Asda Lines Up EG Group Deal And Fast-Tracks Convenience Growth

Asda Lines Up EG Group Deal And Fast-Tracks Convenience Growth

Supermarket chain Asda looks set to shake up the U.K.’s convenience grocery market in a $1.5 billion deal that could be signed off as soon as today.

The group – formerly owned by Walmart
– is finalising a mega-deal to buy sister business EG Group’s U.K. and Irish gas station forecourts, allowing the supermarket to turbocharge its convenience retailing arm.

Asda has been a late-comer to the lucrative convenience sector but is trying to fast-track growth through gas stations, a recently-launched Asda Express format and the acquisition of over 130 locations from rival Coop.

In a story first reported by UK news channel Sky News, the businesses are expected to formally announce a long-awaited tie-up imminently, which would create a combined business worth about $12.4 billion.

Both groups are owned by the Lancashire-based Issa brothers along with private equity firm TDR Capital. The companies are chaired by former Marks & Spencer boss and retail veteran Stuart Rose.

The move is part of a dual strategy to both leverage synergies across the two giant retail companies and to continue to pay down the debt burden, following the March decision to sell a chunk of EG Group’s U.S. retail and gas station property empire in a sale and leaseback transaction worth $1.5 billion.

The EG Group, whose brands include Euro Garages, Coopland and Leon, plus European franchises including Cinnabon, has over 6,600 sites across the world.

Asda To Acquire EG Group

According to reports, Asda is expected to pay about $1.5 billion for EG, supported by nearly $620 million from U.S.-based investment firm Apollo Global Management

Rumors of a potential deal have circulated for months, after the siblings acquired Asda over two years ago for $8.1 billion alongside private equity firm TDR Capital.


As early as January this year there were reports that the partners might combine both profitable businesses in order to refinance the debt on more favorable terms.

Before the deal, EG Group had at least $9 billion of debt due to mature, predominantly in 2025, and the majority is made up of loans with interest pegged to the LIBOR, EURIBOR and SONIA indices which reflect the rate at which banks lend to each other.

The new group will operate over 600 supermarkets, 700 gas station forecourts and over 100 (and counting) convenience stores.

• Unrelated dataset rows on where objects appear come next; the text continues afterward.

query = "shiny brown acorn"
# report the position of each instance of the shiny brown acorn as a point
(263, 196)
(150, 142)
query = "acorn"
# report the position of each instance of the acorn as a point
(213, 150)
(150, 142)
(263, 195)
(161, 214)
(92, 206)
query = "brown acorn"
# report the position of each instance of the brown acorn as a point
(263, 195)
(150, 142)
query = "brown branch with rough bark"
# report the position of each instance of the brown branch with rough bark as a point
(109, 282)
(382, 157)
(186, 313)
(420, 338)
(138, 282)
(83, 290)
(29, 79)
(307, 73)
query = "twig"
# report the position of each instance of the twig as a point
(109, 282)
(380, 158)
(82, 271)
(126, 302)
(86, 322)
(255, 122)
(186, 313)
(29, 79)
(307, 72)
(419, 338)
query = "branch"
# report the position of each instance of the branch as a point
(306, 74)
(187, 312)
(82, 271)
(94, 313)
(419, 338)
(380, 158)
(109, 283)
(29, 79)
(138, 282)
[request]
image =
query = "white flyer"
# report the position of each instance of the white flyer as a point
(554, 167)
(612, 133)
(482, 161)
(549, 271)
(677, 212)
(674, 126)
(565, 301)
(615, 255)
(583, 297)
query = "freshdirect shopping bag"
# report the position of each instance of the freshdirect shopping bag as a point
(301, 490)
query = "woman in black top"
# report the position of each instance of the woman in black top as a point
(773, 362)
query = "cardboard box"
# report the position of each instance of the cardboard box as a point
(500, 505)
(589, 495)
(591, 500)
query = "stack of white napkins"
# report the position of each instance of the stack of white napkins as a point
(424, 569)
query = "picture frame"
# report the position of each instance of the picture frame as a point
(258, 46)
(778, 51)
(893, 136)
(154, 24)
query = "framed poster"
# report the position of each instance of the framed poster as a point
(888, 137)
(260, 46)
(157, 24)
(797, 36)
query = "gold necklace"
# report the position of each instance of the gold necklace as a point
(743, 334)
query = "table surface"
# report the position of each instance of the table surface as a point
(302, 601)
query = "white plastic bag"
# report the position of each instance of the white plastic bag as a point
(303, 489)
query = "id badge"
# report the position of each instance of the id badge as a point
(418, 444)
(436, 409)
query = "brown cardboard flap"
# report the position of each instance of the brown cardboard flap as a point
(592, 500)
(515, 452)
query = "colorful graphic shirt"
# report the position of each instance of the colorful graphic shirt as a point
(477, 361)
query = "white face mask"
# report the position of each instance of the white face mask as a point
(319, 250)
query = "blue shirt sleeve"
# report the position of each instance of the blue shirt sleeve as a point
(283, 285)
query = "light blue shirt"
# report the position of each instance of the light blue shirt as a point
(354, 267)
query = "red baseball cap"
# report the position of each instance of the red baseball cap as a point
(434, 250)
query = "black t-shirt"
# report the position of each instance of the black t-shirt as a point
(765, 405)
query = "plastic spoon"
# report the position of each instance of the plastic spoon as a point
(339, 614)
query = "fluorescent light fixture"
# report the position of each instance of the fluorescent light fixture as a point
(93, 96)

Despite the size of the deal, it is not expected to fall foul of the UK’s competition watchdog, the Competition and Markets Authority (CMA), which already considers the two businesses as a single entity because of their shared ownership.

Union Blasts Potential Merger

However, the GMB union, representing thousands of Asda workers, has called on the government to block the merger.

Nadine Houghton, GMB organizer, argued that it will be bad for consumers and workers and said: “GMB believes this merger requires proper scrutiny from the CMA. We are concerned rising interest rates will leave the debt of the U.K.’s third largest retailer unsustainable.”

Should the deal complete, EG is expected to retain its Blackburn headquarters in the north west of England to operate its international business, which includes forecourts in the U.S. and across Europe, while Asda will trade from its traditional Leeds home.

However, the deal is expected to generate about $125 million of cost savings and to help propel Asda’s pivot into convenience stores.

In February EG Group opened its 100th Asda On The Move store and confirmed plans for a further 100 of the neighborhood and gas station sites across the U.K. this year.

The Asda On the Move concept launched Fall 2020 and the retailer is also hoping to acquire 132 convenience stores from the Co-op, though it has offered to offload 13 sites to allay CMA concerns. The industry body has until the end of this month to make a final decision.

Last Fall, the grocery group launched its Asda Express convenience brand. The first two stores opened pre-Christmas and Asda plans to open 300 more stores by the end of 2026 after enlisting property advisor CBRE to help find sites.